Ankle bracelet can detect use of alcohol

Ankle bracelet can detect use of alcohol

URBANA – If Jamar Smith drinks a beer in the next six months, his probation officer will know about it via an ankle bracelet monitoring system.

Smith, a former University of Illinois basketball player, was ordered Wednesday to wear the ankle bracelet as part of a new sentence to 18 months additional probation.

The system involves a monitor on the ankle bracelet that can be programmed to detect alcohol.

Mike Carey, a Champaign County probation officer, said Smith's case will be the first in the county for something other than drug monitoring. The county's drug court has been using the ankle bracelets in some cases since January, he said.

The monitor measures alcohol content in a body by sucking air from the skin of the ankle every 30 minutes 24 hours a day, Carey said. The system also measures body temperature and voltage levels on the bracelet itself, as a way to detect any attempts to tamper with it, he said.

Carey said he checks data daily from the alcohol monitoring ankle bracelet company, Alcohol Monitoring Systems. The bracelet itself is called a SCRAM – secure continuous remote alcohol monitor.

Lindsay Lohan is among those celebrities who have worn alcohol monitor bracelets.

For about five years, Champaign County has also been using electronic monitoring to check the whereabouts of some people on probation with a global positioning system bracelet, according to Carey.

"This is an alternative to incarceration," Carey said. "The judges like it. The sheriff likes it."

Champaign County State's Attorney Julia Rietz said ankle bracelets have been used in drug court in a limited way.

The most logical use of the alcohol monitoring bracelets would be in drunken driving cases, but they also could be useful in some domestic violence cases where alcoholism is a factor, Rietz said.

Carey said there are some cases where a judge wants to sentence a person to jail, but electronic monitoring can be a good alternative.

"They are really better off," Carey said. "I keep you drinking by putting you in jail for six months or I can put an ankle bracelet on you for six months and put you into the community with electronic monitoring.
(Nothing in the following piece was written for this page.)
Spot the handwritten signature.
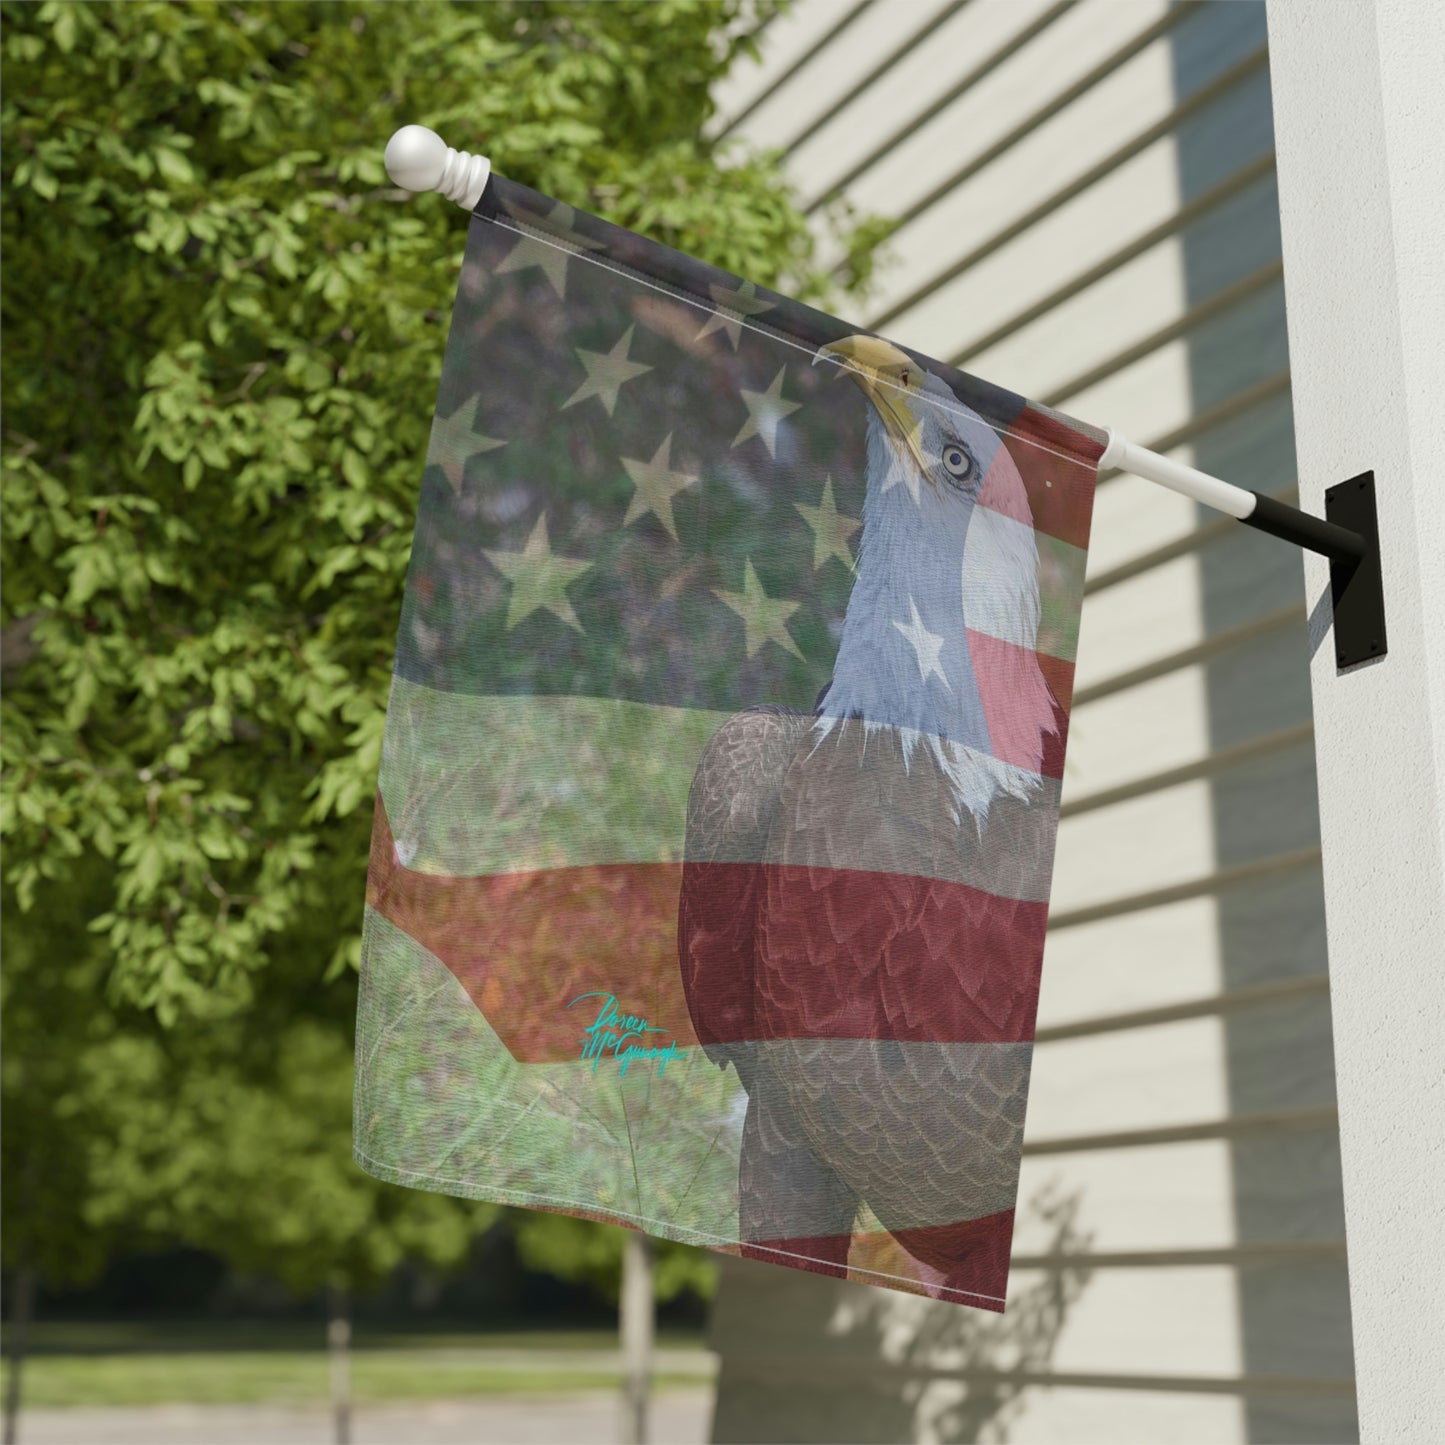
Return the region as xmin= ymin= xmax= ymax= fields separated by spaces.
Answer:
xmin=568 ymin=992 xmax=687 ymax=1078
"This is an accountability device," Carey said. "Their accountability is with them at all times – 24/7. We've caught people drinking on this."
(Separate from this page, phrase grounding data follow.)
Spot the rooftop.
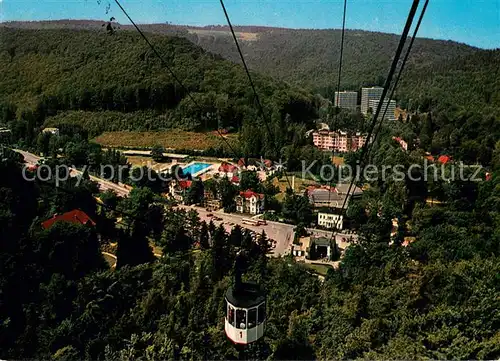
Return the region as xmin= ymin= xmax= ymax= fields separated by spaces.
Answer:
xmin=41 ymin=209 xmax=95 ymax=229
xmin=294 ymin=236 xmax=312 ymax=253
xmin=219 ymin=162 xmax=238 ymax=173
xmin=312 ymin=236 xmax=332 ymax=247
xmin=239 ymin=190 xmax=264 ymax=200
xmin=178 ymin=180 xmax=193 ymax=189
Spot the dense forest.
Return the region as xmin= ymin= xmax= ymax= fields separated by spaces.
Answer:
xmin=0 ymin=27 xmax=319 ymax=138
xmin=4 ymin=20 xmax=498 ymax=117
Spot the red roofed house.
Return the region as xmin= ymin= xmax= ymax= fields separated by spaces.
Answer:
xmin=235 ymin=190 xmax=265 ymax=215
xmin=169 ymin=179 xmax=193 ymax=203
xmin=231 ymin=175 xmax=240 ymax=185
xmin=437 ymin=155 xmax=451 ymax=165
xmin=392 ymin=136 xmax=408 ymax=151
xmin=219 ymin=162 xmax=238 ymax=174
xmin=42 ymin=209 xmax=95 ymax=230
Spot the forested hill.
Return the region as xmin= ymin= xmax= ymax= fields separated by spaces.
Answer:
xmin=0 ymin=26 xmax=318 ymax=136
xmin=4 ymin=20 xmax=498 ymax=116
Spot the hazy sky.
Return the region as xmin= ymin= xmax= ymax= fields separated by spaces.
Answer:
xmin=2 ymin=0 xmax=499 ymax=49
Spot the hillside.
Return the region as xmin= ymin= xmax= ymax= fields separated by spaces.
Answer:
xmin=0 ymin=26 xmax=318 ymax=138
xmin=4 ymin=20 xmax=498 ymax=116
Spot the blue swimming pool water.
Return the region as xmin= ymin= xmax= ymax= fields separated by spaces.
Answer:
xmin=183 ymin=162 xmax=211 ymax=175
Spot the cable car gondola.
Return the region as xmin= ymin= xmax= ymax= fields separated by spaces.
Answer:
xmin=224 ymin=252 xmax=266 ymax=345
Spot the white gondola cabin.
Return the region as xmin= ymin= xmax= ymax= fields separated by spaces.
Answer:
xmin=224 ymin=252 xmax=266 ymax=345
xmin=225 ymin=282 xmax=266 ymax=345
One female probationer tried to foil the system by stuffing a rag between her ankle and the monitor, Carey said. The data showed drops in her body temperature and the bracelet voltage, he said. It also showed a spike in alcohol level, although not as high as it would have been without the rag.

Carey said the costs of the program are borne by the probationer on a sliding scale, generally from $5 to $20 a day, based on ability to pay.

"The SCRAM people deal with the probationer," he said. "The cost of the bracelet is included in their fees. They pay SCRAM directly."

If a probationer does not pay the company, the company will remove the bracelet, which will put the probationer in violation of the court order to wear it for a specified time.

The monitor on the bracelet is water-resistant but not waterproof, according to Carey.

"You can shower, but not take a bath," he said.

Robert Murnock, Midwest regional manager for Alcohol Monitoring Systems, said the ankle bracelet tests only for alcohol, not other drugs.

"It's a continuous alcohol monitoring system that aids in community safety and offender accountability," he said.

The national rate of compliance for the alcohol monitoring bracelets is 70 percent with no violations, Murnock said. Very few who do violate the alcohol bans have subsequent violations, he said.